The basic tools required for the typical installation of a new heater core are a screwdriver, a set of open-end wrenches and a pair of pliers.  It is highly recommended that you replace your heater core hoses, hose clamps, thermostat and radiator cap.
 
CAUTION:  NEVER REMOVE THE PRESSURE CAP WHILE THE ENGINE AND COOLANT ARE STILL HOT.   ONCE THE ENGINE HAS COOLED REMOVE THE CAP SLOWLY!!
 
IMPORTANT!!  FIND OUT THE ROOT CAUSE FOR THE HEATER CORE FAILURE BEFORE INSTALLING A NEW HEATER!
 
 
  1. After removing the failed heater core from the vehicle, find out why it failed:  is it the original heater core?  Was it replaced before?  If so, how long ago?  If the heater core has been replaced within the last 6 months, you may be looking at a cooling system problem, not a heater core problem.  What is the condition of the coolant:  color? PH? any residue in the radiator fill neck?  The color should not be muddied or “rusty” in appearance.  The pH should be in the range of 7.7 – 11.0.  And the mix should be 50/50.  Test the heater core for leaks:  pin hole leaks in the core could be a sign of Electrolysis.  This condition is usually a result of add on equipment – stereo amplifiers, alarm systems, plow lifts, etc. that have not been properly grounded to the vehicle.  You can test for this by using a DC voltmeter to submerge the positive lead into the radiator fill neck and ground the negative lead at the battery.  This should be done with the radiator cap off and the engine running.  You should not read any more than 0.1 volt.  Any higher reading is cause for alarm and the offending component must be found and grounded properly.  Stray excessive electrical current can destroy an aluminum heat exchanger in a very short time.

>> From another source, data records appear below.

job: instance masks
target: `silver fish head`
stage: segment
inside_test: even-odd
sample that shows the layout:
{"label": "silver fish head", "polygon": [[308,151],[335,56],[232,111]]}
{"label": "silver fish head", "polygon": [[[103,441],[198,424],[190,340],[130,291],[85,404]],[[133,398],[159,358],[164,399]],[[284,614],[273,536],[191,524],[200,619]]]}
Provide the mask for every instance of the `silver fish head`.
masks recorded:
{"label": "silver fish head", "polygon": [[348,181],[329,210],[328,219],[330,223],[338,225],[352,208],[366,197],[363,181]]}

  2. Once you have determined that the system is OK, it is strongly recommended that you flush the cooling system thoroughly and aggressively before you install the new heater core.  Multiple flushings are not out of the question to assure proper system chemical balance, especially if you suspect poor coolant condition was the root cause of the previous failure.  A flush machine is preferred, but flush aggressively to the best of your ability.
  3. Carefully re-install the heater core following the removal and additional steps listed above.  Caution!!  Heater pipes that are long can create destructive forces to the connection joint at the tank, if excessive force is applied to these pipes during the installation process.  Be careful when inserting the heater core into the mounting housing to avoid over stressing the connection joints.
  4. Fill the system with a new 50/50 solution of the proper coolant and deionized or distilled water as recommended by vehicle manufacturer.  Coolant pre-mixes may also be used.  Be sure to replace your coolant with the same kind that was removed (refer to your owner’s manual to identify the coolant used in your vehicle).  Tap water is lethal to aluminum components in a cooling system.  Replace the pressure cap.
  5. Start engine to check for leaks.  After the engine has idled long enough to open the thermostat (engine should reach it’s normal operating temperature), turn the engine off.  Make sure the cooling system has cooled down before slowly removing the pressure cap to check the coolant level:  add the 50/50 mix or pre-mix as needed to bring the coolant level to the bottom of the fill neck or to the appropriate level in the overflow tank.  Replace the pressure cap.
  6. Check the coolant recovery reservoir the next few times you drive the vehicle, and, if necessary, add enough coolant mix to bring it up to the proper level.